A developer has demonstrated a fully offline, multi-agent coding setup running four AI agents in parallel - all on local hardware with no API calls leaving the machine.
The setup combines three pieces: vLLM (an open-source inference server that runs large language models on local GPUs), an open-source 120-billion parameter model called gpt-oss-120b, and Claude Code's agent teams feature, which allows multiple AI agents to work on a codebase simultaneously and coordinate with each other.
The result, shown in a demo video, is four agents collaborating on coding tasks concurrently - what the developer community calls "vibecoding" - entirely offline.
How the Pieces Fit Together
Claude Code normally calls Anthropic's API for its AI capabilities. But its architecture supports swapping in alternative model providers, including local ones. By pointing Claude Code at a vLLM server running on the same machine, the developer replaced cloud API calls with local inference.
vLLM handles the heavy lifting of running the 120B parameter model efficiently. A model this size typically requires multiple high-end GPUs with substantial VRAM - likely 2-4 GPUs with 24GB+ each, depending on quantization (a technique that reduces model size by using lower-precision numbers, trading some accuracy for speed and memory savings).
Claude Code's agent teams feature - distinct from its simpler subagents - lets multiple agents run in parallel with their own context windows, coordinating on shared tasks. Each agent can read files, write code, and run commands independently.
What This Means for Local AI Development
Running AI coding agents locally has a few clear advantages: no API costs, no data leaving your network, and no rate limits. For companies with strict data policies or developers working on sensitive codebases, offline operation removes the biggest barrier to using AI coding tools.

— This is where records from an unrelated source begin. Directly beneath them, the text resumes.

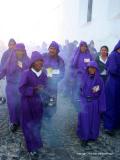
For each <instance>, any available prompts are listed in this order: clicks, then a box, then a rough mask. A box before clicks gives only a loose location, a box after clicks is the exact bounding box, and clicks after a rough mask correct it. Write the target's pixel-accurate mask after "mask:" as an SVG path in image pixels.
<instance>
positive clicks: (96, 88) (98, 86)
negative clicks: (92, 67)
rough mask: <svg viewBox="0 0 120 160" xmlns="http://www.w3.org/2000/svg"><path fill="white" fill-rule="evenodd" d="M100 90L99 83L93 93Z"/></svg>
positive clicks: (94, 88) (94, 92)
mask: <svg viewBox="0 0 120 160" xmlns="http://www.w3.org/2000/svg"><path fill="white" fill-rule="evenodd" d="M99 90H100V86H99V85H97V86H94V87H93V93H96V92H98V91H99Z"/></svg>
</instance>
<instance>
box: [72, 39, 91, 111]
mask: <svg viewBox="0 0 120 160" xmlns="http://www.w3.org/2000/svg"><path fill="white" fill-rule="evenodd" d="M92 59H93V58H92V55H91V54H90V51H89V49H88V45H87V43H86V42H84V41H81V42H80V44H79V47H78V48H77V49H76V51H75V53H74V56H73V58H72V60H71V68H70V70H71V71H70V72H71V77H70V83H71V90H72V97H71V98H72V99H73V103H74V104H75V107H76V109H77V111H78V110H79V109H78V108H79V94H80V90H79V88H80V84H81V77H82V75H83V74H84V72H85V70H86V67H87V64H88V63H89V62H90V61H92Z"/></svg>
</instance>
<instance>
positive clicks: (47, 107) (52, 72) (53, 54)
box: [43, 41, 65, 117]
mask: <svg viewBox="0 0 120 160" xmlns="http://www.w3.org/2000/svg"><path fill="white" fill-rule="evenodd" d="M48 51H49V52H48V53H45V54H43V57H44V67H45V69H46V70H47V76H48V84H47V87H48V93H49V95H50V96H51V99H50V103H49V105H48V107H46V108H45V115H47V116H48V117H52V116H53V115H54V113H55V112H56V103H57V89H58V83H59V82H60V81H61V80H62V79H63V77H64V73H65V64H64V60H63V59H62V58H61V57H60V56H59V55H58V53H59V51H60V50H59V45H58V43H57V42H55V41H52V42H51V44H50V46H49V48H48ZM49 106H52V107H51V108H52V109H50V107H49Z"/></svg>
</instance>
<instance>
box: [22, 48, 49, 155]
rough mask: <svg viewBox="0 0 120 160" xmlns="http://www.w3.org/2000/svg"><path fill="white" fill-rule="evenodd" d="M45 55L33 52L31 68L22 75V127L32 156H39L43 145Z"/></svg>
mask: <svg viewBox="0 0 120 160" xmlns="http://www.w3.org/2000/svg"><path fill="white" fill-rule="evenodd" d="M43 63H44V61H43V57H42V55H41V54H40V53H39V52H37V51H34V52H32V56H31V60H30V66H29V69H28V70H26V71H24V72H23V74H22V76H21V82H20V87H19V90H20V93H21V108H20V113H21V116H20V117H21V118H20V119H21V128H22V131H23V134H24V138H25V142H26V147H27V150H28V152H30V155H31V156H38V153H37V152H38V150H39V149H40V148H41V147H42V146H43V144H42V140H41V136H40V129H41V121H42V115H43V103H42V99H41V92H42V91H43V90H44V89H45V87H46V85H47V75H46V73H45V71H44V70H43Z"/></svg>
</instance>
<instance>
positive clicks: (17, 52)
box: [16, 50, 25, 58]
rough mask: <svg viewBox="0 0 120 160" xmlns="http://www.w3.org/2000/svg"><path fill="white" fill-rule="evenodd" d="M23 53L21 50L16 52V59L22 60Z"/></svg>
mask: <svg viewBox="0 0 120 160" xmlns="http://www.w3.org/2000/svg"><path fill="white" fill-rule="evenodd" d="M24 54H25V52H24V51H23V50H17V51H16V56H17V58H22V57H23V56H24Z"/></svg>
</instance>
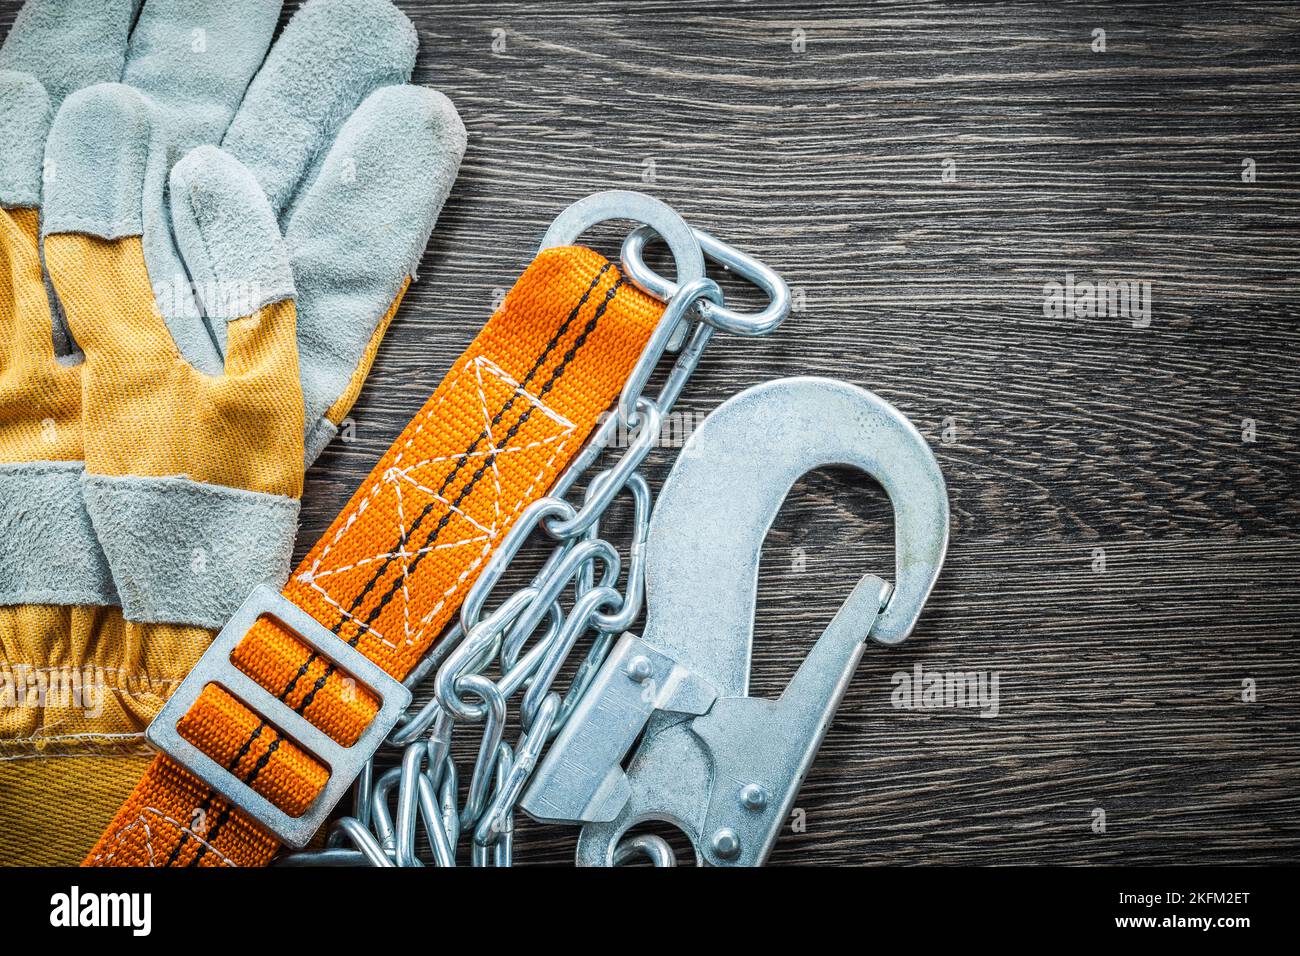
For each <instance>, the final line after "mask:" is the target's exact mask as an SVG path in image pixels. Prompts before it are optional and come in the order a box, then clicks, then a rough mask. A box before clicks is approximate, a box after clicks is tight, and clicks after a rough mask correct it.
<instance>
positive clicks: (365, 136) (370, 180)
mask: <svg viewBox="0 0 1300 956" xmlns="http://www.w3.org/2000/svg"><path fill="white" fill-rule="evenodd" d="M464 151H465V129H464V125H463V124H461V122H460V117H459V116H458V114H456V109H455V107H454V105H451V101H450V100H448V99H447V98H446V96H443V95H442V94H439V92H435V91H433V90H428V88H425V87H419V86H389V87H385V88H382V90H378V91H376V92H373V94H370V96H369V98H368V99H367V100H365V103H363V104H361V107H360V108H359V109H357V111H356V113H354V114H352V117H351V118H350V120H348V121H347V124H346V125H344V126H343V129H342V130H341V133H339V135H338V139H337V142H335V143H334V146H333V148H331V150H330V151H329V153H328V156H326V157H325V161H324V165H322V168H321V172H320V176H317V177H316V179H315V181H313V182H312V183H311V186H309V187H308V189H307V191H305V193H304V195H303V198H302V200H300V202H299V204H298V207H296V209H295V211H294V215H292V217H291V219H290V221H289V226H287V233H286V238H287V241H289V247H290V250H291V254H292V260H294V277H295V281H296V284H298V289H299V295H298V350H299V356H300V363H302V373H303V401H304V405H305V411H307V425H308V460H312V459H313V458H315V457H316V454H318V453H320V450H321V449H322V447H324V446H325V445H326V444H328V442H329V438H330V437H333V432H334V428H335V427H337V425H338V423H339V421H341V420H342V419H343V416H344V415H346V414H347V411H348V410H350V408H351V405H352V402H354V401H355V398H356V393H357V392H359V390H360V385H361V381H364V378H365V375H367V373H368V372H369V365H370V362H372V360H373V358H374V349H376V347H377V343H378V341H377V339H378V337H380V336H382V333H383V330H385V326H386V321H387V320H390V319H391V315H393V312H394V311H395V307H396V303H398V300H399V299H400V295H402V294H403V293H404V290H406V286H407V282H408V281H409V278H411V277H412V276H413V273H415V269H416V265H417V264H419V261H420V256H421V255H422V254H424V247H425V246H426V245H428V241H429V233H430V232H432V230H433V226H434V222H435V221H437V219H438V212H439V211H441V209H442V204H443V200H446V198H447V193H448V191H450V190H451V183H452V182H454V181H455V178H456V170H458V169H459V166H460V159H461V156H464ZM313 431H315V432H316V434H313V433H312V432H313Z"/></svg>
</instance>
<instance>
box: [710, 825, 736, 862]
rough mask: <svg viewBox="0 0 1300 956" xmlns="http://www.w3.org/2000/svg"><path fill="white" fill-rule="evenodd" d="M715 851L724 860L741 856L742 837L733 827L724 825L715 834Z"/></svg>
mask: <svg viewBox="0 0 1300 956" xmlns="http://www.w3.org/2000/svg"><path fill="white" fill-rule="evenodd" d="M714 852H715V853H716V855H718V856H719V857H720V858H722V860H735V858H736V857H737V856H740V838H738V836H737V835H736V831H735V830H732V829H731V827H723V829H722V830H719V831H718V832H716V834H714Z"/></svg>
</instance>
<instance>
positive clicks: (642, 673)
mask: <svg viewBox="0 0 1300 956" xmlns="http://www.w3.org/2000/svg"><path fill="white" fill-rule="evenodd" d="M651 674H654V667H651V666H650V658H649V657H645V656H642V654H637V656H636V657H633V658H632V659H630V661H628V679H629V680H632V682H633V683H636V684H643V683H645V682H646V680H649V679H650V675H651Z"/></svg>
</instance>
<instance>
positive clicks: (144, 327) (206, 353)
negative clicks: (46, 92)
mask: <svg viewBox="0 0 1300 956" xmlns="http://www.w3.org/2000/svg"><path fill="white" fill-rule="evenodd" d="M45 160H47V164H51V165H52V166H53V168H55V169H56V170H57V172H56V174H55V176H53V178H52V179H51V181H49V182H47V185H45V198H44V199H45V202H44V211H43V215H44V224H43V228H44V233H45V237H47V238H45V263H47V267H48V269H49V277H51V280H52V281H53V284H55V289H56V290H57V293H59V298H60V300H61V302H62V304H64V307H65V311H66V312H68V320H69V325H70V326H72V330H73V336H74V338H75V339H77V342H78V343H81V345H82V346H83V347H85V349H86V350H87V351H90V350H91V349H98V350H100V351H101V352H105V354H108V352H110V354H121V355H123V356H125V358H126V359H127V360H131V362H136V360H140V358H142V356H143V351H140V350H144V347H146V345H147V346H148V350H147V351H152V352H157V351H164V352H166V354H168V355H170V356H173V360H174V355H175V351H177V350H179V351H181V354H182V355H183V356H185V358H186V359H187V360H188V362H190V363H191V364H194V365H196V367H198V368H200V369H203V371H211V372H214V373H220V371H221V358H220V355H218V354H217V350H216V346H214V345H213V343H212V338H211V337H209V336H208V330H207V325H205V324H204V321H203V319H201V316H200V315H199V312H198V310H196V308H194V307H192V306H190V307H188V308H177V307H164V306H168V299H170V298H177V299H185V300H188V298H190V285H188V281H187V278H186V276H185V267H183V265H182V264H181V263H179V258H178V256H175V254H174V252H173V256H174V258H175V263H177V264H175V267H174V268H175V271H177V273H178V274H175V276H160V274H156V273H151V272H149V271H148V269H146V265H144V248H146V247H147V245H148V241H149V234H151V232H152V233H153V234H155V235H157V234H160V233H162V235H164V238H165V239H166V243H170V237H169V226H168V222H166V217H165V215H162V211H161V208H160V203H161V194H162V185H161V183H162V182H164V181H165V177H166V168H168V148H166V140H165V135H164V124H162V122H161V117H160V116H159V114H157V111H156V109H155V107H153V105H152V104H151V103H149V100H148V99H147V98H146V96H143V95H142V94H140V92H139V91H136V90H134V88H131V87H129V86H123V85H121V83H101V85H100V86H92V87H88V88H86V90H78V91H77V92H74V94H73V95H72V96H69V98H68V101H66V103H65V104H64V107H62V109H60V111H59V114H57V116H56V117H55V122H53V126H52V127H51V130H49V139H48V143H47V147H45ZM146 198H149V199H151V202H149V203H146ZM159 220H161V221H159ZM65 234H73V235H72V237H69V235H65ZM56 239H60V242H56ZM56 246H57V255H56V254H55V247H56ZM149 268H152V263H151V265H149ZM105 297H108V298H105ZM109 299H112V303H110V302H109ZM160 312H161V315H162V319H164V320H165V326H164V325H162V321H160V320H159V313H160ZM127 321H130V323H134V324H135V325H138V326H139V328H135V326H133V329H131V332H133V334H131V336H127V334H123V325H122V324H123V323H127ZM133 350H135V351H136V352H138V354H135V355H131V351H133Z"/></svg>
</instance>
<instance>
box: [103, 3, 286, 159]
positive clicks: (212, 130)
mask: <svg viewBox="0 0 1300 956" xmlns="http://www.w3.org/2000/svg"><path fill="white" fill-rule="evenodd" d="M282 5H283V3H282V0H242V1H240V3H216V4H214V3H195V0H148V3H146V4H144V8H143V9H142V10H140V17H139V21H136V23H135V30H134V31H133V33H131V43H130V48H129V49H127V55H126V68H125V72H123V73H122V81H123V82H125V83H127V85H130V86H134V87H135V88H138V90H140V91H142V92H144V94H147V95H148V96H149V98H151V99H152V100H153V101H155V103H156V104H157V105H159V107H160V108H161V111H162V112H164V114H165V117H166V122H168V126H169V134H170V138H172V140H173V146H174V148H175V150H177V151H179V152H185V151H187V150H190V148H191V147H195V146H199V144H200V143H217V142H220V140H221V137H222V134H224V133H225V130H226V126H229V125H230V118H231V117H233V116H234V113H235V109H237V107H238V105H239V100H240V99H243V95H244V91H246V90H247V87H248V81H250V79H252V77H253V74H255V73H256V72H257V68H259V66H260V65H261V61H263V60H264V59H265V56H266V49H268V48H269V47H270V39H272V36H274V34H276V25H277V23H278V22H279V10H281V7H282Z"/></svg>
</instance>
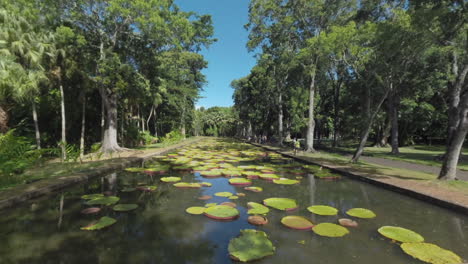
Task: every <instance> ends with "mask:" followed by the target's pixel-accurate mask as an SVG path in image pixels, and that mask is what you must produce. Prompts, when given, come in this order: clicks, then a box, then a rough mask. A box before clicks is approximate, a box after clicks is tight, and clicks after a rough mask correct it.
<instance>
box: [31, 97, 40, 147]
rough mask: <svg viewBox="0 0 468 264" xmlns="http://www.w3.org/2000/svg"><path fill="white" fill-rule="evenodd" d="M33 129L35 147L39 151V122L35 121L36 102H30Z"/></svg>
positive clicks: (35, 119)
mask: <svg viewBox="0 0 468 264" xmlns="http://www.w3.org/2000/svg"><path fill="white" fill-rule="evenodd" d="M32 108H33V120H34V129H35V131H36V145H37V149H41V133H40V132H39V122H38V121H37V111H36V102H34V99H33V100H32Z"/></svg>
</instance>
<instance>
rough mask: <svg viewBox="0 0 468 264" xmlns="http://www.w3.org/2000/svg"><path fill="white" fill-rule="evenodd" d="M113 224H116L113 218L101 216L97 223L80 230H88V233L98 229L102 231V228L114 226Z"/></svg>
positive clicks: (93, 223)
mask: <svg viewBox="0 0 468 264" xmlns="http://www.w3.org/2000/svg"><path fill="white" fill-rule="evenodd" d="M115 222H117V220H115V219H114V218H111V217H107V216H103V217H101V218H100V219H99V221H98V222H97V223H93V224H90V225H88V226H85V227H82V228H81V230H88V231H91V230H99V229H103V228H104V227H108V226H110V225H113V224H115Z"/></svg>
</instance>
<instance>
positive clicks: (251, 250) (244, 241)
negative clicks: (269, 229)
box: [228, 229, 275, 262]
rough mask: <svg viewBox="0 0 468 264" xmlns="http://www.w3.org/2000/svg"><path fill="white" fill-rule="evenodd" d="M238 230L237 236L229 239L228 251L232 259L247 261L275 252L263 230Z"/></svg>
mask: <svg viewBox="0 0 468 264" xmlns="http://www.w3.org/2000/svg"><path fill="white" fill-rule="evenodd" d="M240 232H241V235H240V236H239V237H236V238H233V239H231V241H229V246H228V251H229V255H231V257H232V258H233V259H235V260H239V261H242V262H247V261H253V260H258V259H262V258H264V257H267V256H271V255H273V254H274V253H275V247H274V246H273V243H271V241H270V240H269V239H268V236H267V234H266V233H265V232H263V231H259V230H254V229H244V230H241V231H240Z"/></svg>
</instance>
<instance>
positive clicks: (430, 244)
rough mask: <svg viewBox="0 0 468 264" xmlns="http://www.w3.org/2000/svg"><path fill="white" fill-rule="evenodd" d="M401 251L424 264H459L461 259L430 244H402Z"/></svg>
mask: <svg viewBox="0 0 468 264" xmlns="http://www.w3.org/2000/svg"><path fill="white" fill-rule="evenodd" d="M400 247H401V249H403V251H404V252H405V253H406V254H408V255H410V256H412V257H413V258H417V259H419V260H421V261H424V262H426V263H432V264H459V263H462V259H461V258H460V257H459V256H458V255H457V254H455V253H454V252H452V251H450V250H446V249H443V248H441V247H439V246H437V245H434V244H430V243H403V244H401V246H400Z"/></svg>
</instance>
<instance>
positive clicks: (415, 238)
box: [377, 226, 424, 243]
mask: <svg viewBox="0 0 468 264" xmlns="http://www.w3.org/2000/svg"><path fill="white" fill-rule="evenodd" d="M377 231H378V232H379V233H380V234H381V235H382V236H384V237H386V238H390V239H392V240H396V241H399V242H413V243H418V242H424V238H423V237H422V236H421V235H420V234H418V233H416V232H414V231H411V230H409V229H406V228H403V227H398V226H382V227H381V228H379V229H378V230H377Z"/></svg>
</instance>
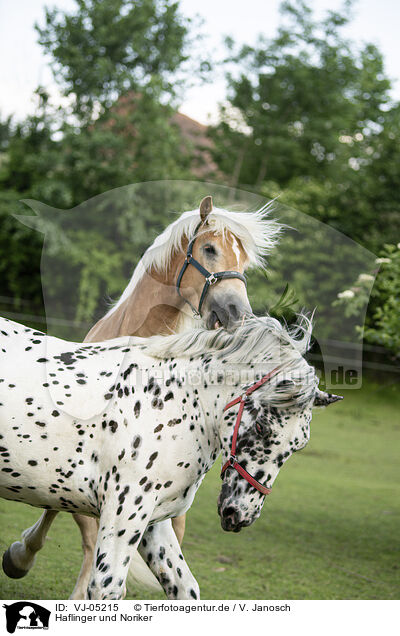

The trade-off is hardware cost and model quality. A 120B open-source model is capable, but current cloud-hosted models from Anthropic and OpenAI still outperform open-source alternatives on complex coding tasks. The gap is closing, though, and for straightforward coding work the difference may not matter.
The setup also required switching to Linux, which is still the path of least resistance for local AI inference. Windows and macOS support for tools like vLLM exists but remains rougher around the edges.
This is a proof of concept, not a polished product. But it shows the infrastructure for fully local AI-assisted development is functional today for developers willing to invest in the hardware and configuration.